En los últimos años, varias de las principales instituciones culturales del Reino Unido han enfrentado serias amenazas a su seguridad. Un informe de un comité de cuentas públicas ha advertido que estos incidentes han puesto de manifiesto debilidades importantes en el sector, mientras que el gobierno no ha logrado elaborar una estrategia adecuada para prevenir futuros ataques. Esta falta de acción deja a las instituciones culturales de Gran Bretaña expuestas a riesgos crecientes.
En un contexto donde los sistemas digitales son esenciales para todo, desde la venta de entradas hasta la seguridad y el acceso a los edificios, desatender la ciberseguridad deja a los museos vulnerables a ataques que pueden amenazar tanto sus finanzas como sus colecciones. Si el Reino Unido desea evitar robos y ataques significativos, es crucial aprender del reciente atraco al Louvre, donde fueron sustraídos joyas valoradas en 88 millones de euros (£78 millones). Una auditoría realizada poco antes del suceso reveló que el museo había priorizado el gasto en arte y exposiciones con 169 millones de euros, dejando solo 26,7 millones para el mantenimiento, incluyendo la seguridad.
El pensamiento que guía a muchas instituciones culturales parece ser que, para mantener su resiliencia financiera, deben invertir más en atracciones que generen ingresos. Sin embargo, esto lleva a que la seguridad a menudo sea relegada a un segundo plano, resultando en una menor inversión y una falta de atención respecto a la actualización de las medidas de seguridad. El costo financiero de un robo puede afectar gravemente la estabilidad económica, degradando las reservas de emergencia y aumentando las primas de seguro.

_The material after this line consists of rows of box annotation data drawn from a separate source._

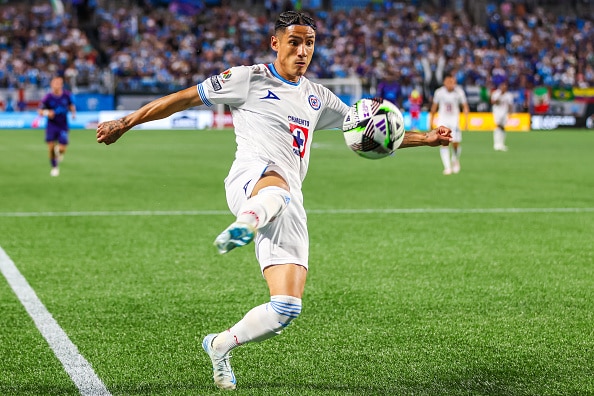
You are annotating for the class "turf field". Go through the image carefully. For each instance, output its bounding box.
[0,130,594,396]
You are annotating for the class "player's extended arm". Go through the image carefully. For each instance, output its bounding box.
[429,102,437,128]
[462,103,470,131]
[97,86,202,144]
[398,126,452,149]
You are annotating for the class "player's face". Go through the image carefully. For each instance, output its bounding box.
[50,78,64,95]
[270,25,316,82]
[443,77,456,91]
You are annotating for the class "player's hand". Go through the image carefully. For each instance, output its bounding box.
[426,125,452,146]
[97,119,130,145]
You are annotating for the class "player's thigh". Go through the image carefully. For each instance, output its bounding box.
[254,191,309,271]
[264,264,307,298]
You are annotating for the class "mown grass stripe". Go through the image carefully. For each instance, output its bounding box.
[0,247,111,396]
[0,208,594,217]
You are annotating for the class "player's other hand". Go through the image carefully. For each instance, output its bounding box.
[426,125,452,146]
[97,119,130,144]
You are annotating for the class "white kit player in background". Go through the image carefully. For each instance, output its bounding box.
[429,74,469,175]
[491,82,514,151]
[97,11,451,389]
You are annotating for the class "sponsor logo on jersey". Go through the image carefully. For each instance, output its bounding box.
[308,95,322,110]
[210,76,223,91]
[289,122,309,158]
[260,90,280,100]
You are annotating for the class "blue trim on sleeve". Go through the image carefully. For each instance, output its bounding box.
[198,83,213,107]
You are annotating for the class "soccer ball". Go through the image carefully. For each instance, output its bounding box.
[342,99,404,159]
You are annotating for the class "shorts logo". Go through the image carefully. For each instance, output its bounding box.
[289,123,309,158]
[308,95,322,110]
[210,76,223,91]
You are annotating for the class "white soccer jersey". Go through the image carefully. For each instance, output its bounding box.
[197,64,349,189]
[491,89,514,124]
[433,86,466,131]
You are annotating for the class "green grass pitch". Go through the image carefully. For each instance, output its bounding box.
[0,130,594,396]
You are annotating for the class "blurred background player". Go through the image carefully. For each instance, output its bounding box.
[429,74,469,175]
[38,77,76,176]
[408,89,423,131]
[491,81,514,151]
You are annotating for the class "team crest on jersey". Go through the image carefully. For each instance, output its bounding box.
[308,95,322,110]
[289,122,309,158]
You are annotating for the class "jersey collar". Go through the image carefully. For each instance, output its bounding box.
[266,63,301,86]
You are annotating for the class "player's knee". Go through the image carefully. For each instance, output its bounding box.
[269,295,301,333]
[258,186,291,220]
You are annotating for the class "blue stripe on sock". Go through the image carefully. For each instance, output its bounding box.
[270,300,301,318]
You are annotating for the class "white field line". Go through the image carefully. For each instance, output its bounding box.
[0,247,111,396]
[0,208,594,217]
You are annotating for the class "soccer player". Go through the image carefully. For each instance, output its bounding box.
[491,81,514,151]
[97,11,451,389]
[38,77,76,176]
[429,74,469,175]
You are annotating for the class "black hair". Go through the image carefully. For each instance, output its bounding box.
[274,11,316,32]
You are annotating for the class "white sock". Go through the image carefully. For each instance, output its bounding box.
[213,295,301,353]
[452,146,462,161]
[237,186,291,229]
[439,146,452,169]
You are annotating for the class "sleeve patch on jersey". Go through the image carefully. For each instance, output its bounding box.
[308,95,322,110]
[210,76,223,91]
[221,69,231,80]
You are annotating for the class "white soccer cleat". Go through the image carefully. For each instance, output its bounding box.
[202,334,237,390]
[214,222,256,254]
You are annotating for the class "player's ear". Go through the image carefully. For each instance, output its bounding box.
[270,36,279,52]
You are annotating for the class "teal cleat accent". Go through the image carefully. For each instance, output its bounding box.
[214,222,256,254]
[202,334,237,390]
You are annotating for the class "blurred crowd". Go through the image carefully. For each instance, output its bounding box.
[0,0,594,103]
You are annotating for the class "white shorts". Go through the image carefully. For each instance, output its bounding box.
[493,114,507,126]
[225,160,309,271]
[452,128,462,143]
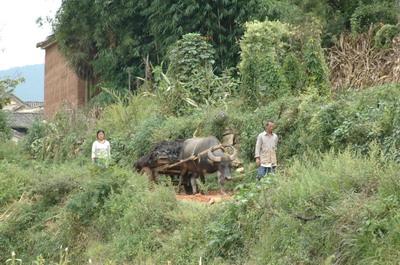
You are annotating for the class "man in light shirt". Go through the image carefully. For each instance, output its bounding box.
[92,130,111,167]
[254,121,278,180]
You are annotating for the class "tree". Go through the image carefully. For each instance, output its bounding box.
[54,0,266,86]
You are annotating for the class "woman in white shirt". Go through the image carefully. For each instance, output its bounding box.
[92,130,111,167]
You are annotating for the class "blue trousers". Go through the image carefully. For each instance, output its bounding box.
[257,166,276,180]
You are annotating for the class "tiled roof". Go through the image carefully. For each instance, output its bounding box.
[7,112,43,128]
[24,101,44,108]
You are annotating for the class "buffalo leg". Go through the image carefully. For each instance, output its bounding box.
[178,168,187,193]
[217,171,226,194]
[190,173,197,194]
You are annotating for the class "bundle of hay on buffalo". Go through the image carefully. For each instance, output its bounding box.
[134,140,183,181]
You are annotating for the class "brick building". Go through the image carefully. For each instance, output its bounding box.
[36,35,89,118]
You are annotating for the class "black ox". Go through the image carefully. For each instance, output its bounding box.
[134,136,236,193]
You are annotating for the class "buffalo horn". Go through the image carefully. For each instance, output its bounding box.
[229,146,237,161]
[207,149,222,162]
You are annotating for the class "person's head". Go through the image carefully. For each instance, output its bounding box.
[264,121,275,134]
[96,130,106,141]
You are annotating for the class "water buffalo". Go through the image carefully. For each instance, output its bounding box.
[133,140,192,193]
[180,136,236,193]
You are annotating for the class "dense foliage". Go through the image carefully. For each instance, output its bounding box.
[55,0,399,87]
[0,0,400,265]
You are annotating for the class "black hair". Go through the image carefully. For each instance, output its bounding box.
[96,130,106,139]
[264,120,275,126]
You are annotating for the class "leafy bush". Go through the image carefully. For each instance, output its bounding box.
[304,37,330,96]
[0,109,11,141]
[350,2,397,33]
[155,33,238,116]
[374,24,400,48]
[239,21,292,106]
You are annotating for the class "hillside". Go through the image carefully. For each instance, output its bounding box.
[0,0,400,265]
[0,64,44,101]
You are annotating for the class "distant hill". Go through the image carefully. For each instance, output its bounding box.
[0,64,44,101]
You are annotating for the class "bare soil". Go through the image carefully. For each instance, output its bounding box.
[176,191,233,204]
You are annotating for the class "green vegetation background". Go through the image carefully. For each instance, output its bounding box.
[0,0,400,265]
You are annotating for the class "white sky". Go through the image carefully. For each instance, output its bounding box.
[0,0,62,70]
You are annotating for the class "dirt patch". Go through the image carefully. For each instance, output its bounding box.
[176,191,233,204]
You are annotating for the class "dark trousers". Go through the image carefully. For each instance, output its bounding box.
[257,166,276,180]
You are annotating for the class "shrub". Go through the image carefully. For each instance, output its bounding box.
[350,2,397,33]
[304,37,330,96]
[0,109,11,141]
[374,24,400,48]
[239,21,292,106]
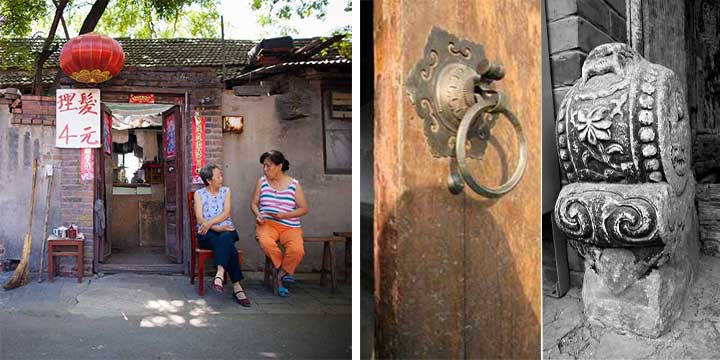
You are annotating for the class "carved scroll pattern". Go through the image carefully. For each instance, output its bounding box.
[555,190,660,246]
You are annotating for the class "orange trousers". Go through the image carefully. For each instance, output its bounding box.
[255,220,305,274]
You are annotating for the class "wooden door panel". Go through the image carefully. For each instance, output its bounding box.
[374,0,464,358]
[461,0,542,358]
[163,106,183,263]
[374,0,541,358]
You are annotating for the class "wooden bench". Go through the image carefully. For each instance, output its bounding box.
[47,233,85,283]
[256,236,346,294]
[333,231,352,283]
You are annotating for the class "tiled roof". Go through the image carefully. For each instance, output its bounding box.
[0,38,346,87]
[226,58,352,82]
[0,38,322,68]
[0,69,59,87]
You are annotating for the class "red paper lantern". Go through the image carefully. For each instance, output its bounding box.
[60,33,125,84]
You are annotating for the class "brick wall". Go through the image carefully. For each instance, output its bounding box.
[543,0,627,286]
[545,0,627,114]
[0,67,223,276]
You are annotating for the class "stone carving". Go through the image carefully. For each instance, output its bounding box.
[555,44,698,337]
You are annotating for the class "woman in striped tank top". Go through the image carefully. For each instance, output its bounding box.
[250,150,308,297]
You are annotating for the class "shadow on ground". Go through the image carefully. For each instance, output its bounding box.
[543,256,720,359]
[0,273,352,359]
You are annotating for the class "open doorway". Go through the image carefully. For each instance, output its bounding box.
[96,103,182,272]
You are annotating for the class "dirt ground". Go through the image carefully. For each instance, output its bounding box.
[543,256,720,359]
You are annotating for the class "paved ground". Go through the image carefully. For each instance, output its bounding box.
[543,256,720,359]
[0,273,352,359]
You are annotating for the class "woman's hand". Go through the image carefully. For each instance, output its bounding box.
[212,224,235,232]
[198,221,211,235]
[270,213,289,220]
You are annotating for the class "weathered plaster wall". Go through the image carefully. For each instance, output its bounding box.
[222,78,352,274]
[0,105,62,271]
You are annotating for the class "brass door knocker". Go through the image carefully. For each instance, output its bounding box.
[405,28,527,198]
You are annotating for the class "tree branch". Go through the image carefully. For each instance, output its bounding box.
[53,0,70,40]
[79,0,110,35]
[33,0,68,96]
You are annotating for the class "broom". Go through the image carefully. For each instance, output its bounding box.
[38,165,53,282]
[3,159,37,290]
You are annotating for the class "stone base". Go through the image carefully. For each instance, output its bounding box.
[582,211,699,338]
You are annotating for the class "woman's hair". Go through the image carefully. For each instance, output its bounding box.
[199,164,220,186]
[260,150,290,172]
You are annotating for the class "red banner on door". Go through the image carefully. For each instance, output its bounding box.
[103,113,112,155]
[191,113,205,184]
[163,112,176,159]
[128,94,155,104]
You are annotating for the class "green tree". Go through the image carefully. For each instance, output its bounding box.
[250,0,352,58]
[0,0,220,95]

La situación de seguridad del Louvre es un caso ilustrativo. Ya desde 2017, una auditoría había identificado sistemas obsoletos que comprometían la eficacia de la seguridad. A solo tres semanas del robo, la Corte de Auditores de Francia criticó al museo por no haber prestado atención a las auditorías y por haber priorizado el arte sobre la seguridad en los años previos.
El British Library también ha sido víctima de ciberataques que evidencian problemas similares en las prioridades de inversión. En octubre de 2023, la biblioteca sufrió una severa infiltración de hackers que bloquearon a todos los usuarios de la red y exigieron un rescate de 20 Bitcoin, equivalentes a aproximadamente £590,000. La decisión de no pagar el rescate resultó en la subasta y filtración de datos en la web oscura.
Los informes sobre estos ataques indican que las instituciones culturales, el gobierno y el mismo comité de cuentas públicas cometen el error clásico de separar la ciberseguridad de la seguridad física. Aunque se mencionan iniciativas para reunir a directores de información y seguridad, no se promueve un diálogo efectivo entre ambos grupos. Esto crea un vacío en la estructura organizativa que puede resultar perjudicial en un mundo interconectado. Hoy en día, muchas medidas de seguridad física dependen de la tecnología, por lo que es imperativo que la gestión de la seguridad sea más estructurada.
La convergencia entre la tecnología de operación y la información es otro desafío creciente. Cuando los sistemas de acceso controlados, cámaras y otros dispositivos están conectados a la red, cualquier división digital puede tener consecuencias inmediatas en la seguridad física. Esto queda claro en el caso del ataque cibernético al Colonial Pipeline en 2021, que, aunque afectó solo a sistemas de IT, resultó en la paralización de operaciones completas del sistema.
Un enfoque más integrado, como el mostrado por la empresa Go-Ahead en 2022, que enfrentó un ataque similar, permite mantener las operaciones y abordar la fuente del ataque sin necesidad de detener toda la actividad. Es esencial que el sector cultural en el Reino Unido no solo reconozca estas lecciones, sino que actúe sobre ellas. Sin embargo, tanto la evidencia proporcionada al comité de cuentas públicas como el informe final no parecen ofrecer razones para creer que mejorará la cohesión en la estrategia de seguridad en el futuro.
La situación actual no solo demanda acciones concretas, sino también una revalorización de las medidas de seguridad, convirtiendo la ciberseguridad en una prioridad y no en un pensamiento posterior. Las instituciones culturales deben reflexionar y actuar para proteger lo que han construido, aprendiendo de los errores cometidos por aquellos que no tomaron sus vulnerabilidades en serio.